Baby's first 3D printed sword proves it's never too early to cosplay

Apr 9, 2016 | By Kira

When it comes to new parents, crossing those first few frontiers can be an extremely exciting time: baby’s first book, baby’s first shoes…but baby’s first sword? No, we’re not condoning anything irresponsible here—we’re talking about this epic, 3D printed baby rattle sword created by 3D print enthusiast and loving father, Matthew Harrell.

Harrell, a.k.a Targ of Targ’s Workshop, recently created this miniature 3D printed broadsword for his 8-month-old ‘wee little warrior’ after being inspired by DutchMogul’s Baby’s First Mace. Even babies, it seems, need to be prepared for the harsh realities of life, and what better way than to outfit them with the latest armor from the forge? (that is, your FDM 3D printer, of course).

Harrell’s 3D printed rattle consists of four main components: the handle, blade, pommel and jewel.
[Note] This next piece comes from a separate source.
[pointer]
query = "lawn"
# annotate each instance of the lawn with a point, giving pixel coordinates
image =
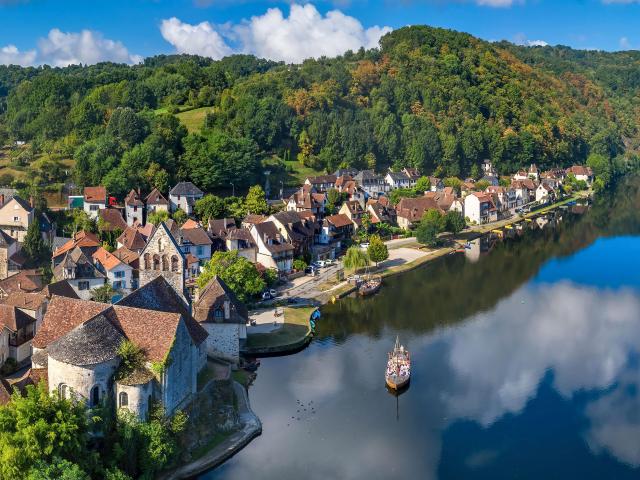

All were 3D printed with no supports on a Lulzbot Taz 5 desktop 3D printer.

To keep this baby toy non-toxic and kid-safe, he 3D printed the majority out of bioplastic PLA filament, and chose TGlass 3D printing filament for the jewel. Not only is TGlass non-toxic and FDA approved for use in food containers, but its translucent finish also gives the sword a high-end, ‘jewel-esque’ look.

The secret to getting kids to actually play with their 3D printed sword is the rattle sound effect, achieved thanks to 3D printed plastic peas. To get the peas inside the entirely sealed-off blade, Harrell simply inserted them directly into the hollow structure while it was being 3D printed. Once the 3D print is complete, the blade is completely sealed shut, ensuring the peas are safely ‘entombed’ for eternity.

In terms of assembly, all that’s needed is some minimal cleaning of the parts, and superglue or epoxy to secure all the pieces together.

Despite the precaution taken to make the 3D printed sword as kid-safe as possible, including using non-toxic materials, superglue to bind the parts, and designing it with rounded edges, Harrell does caution parents that adult supervision is required. Should any parts happen to brake off, they could present sharp edges or choking hazards. That being said, he has already 3D printed and assembled 10 baby rattle swords with no issues so far.

It’s a simple yet clever 3D print that will be sure to entertain family and friends as much as the children themselves. After all, what could be cuter than a baby-cosplayer, fiercely wielding their rattle sword in the face of all evil—broccoli, diaper changes, and bedtime included?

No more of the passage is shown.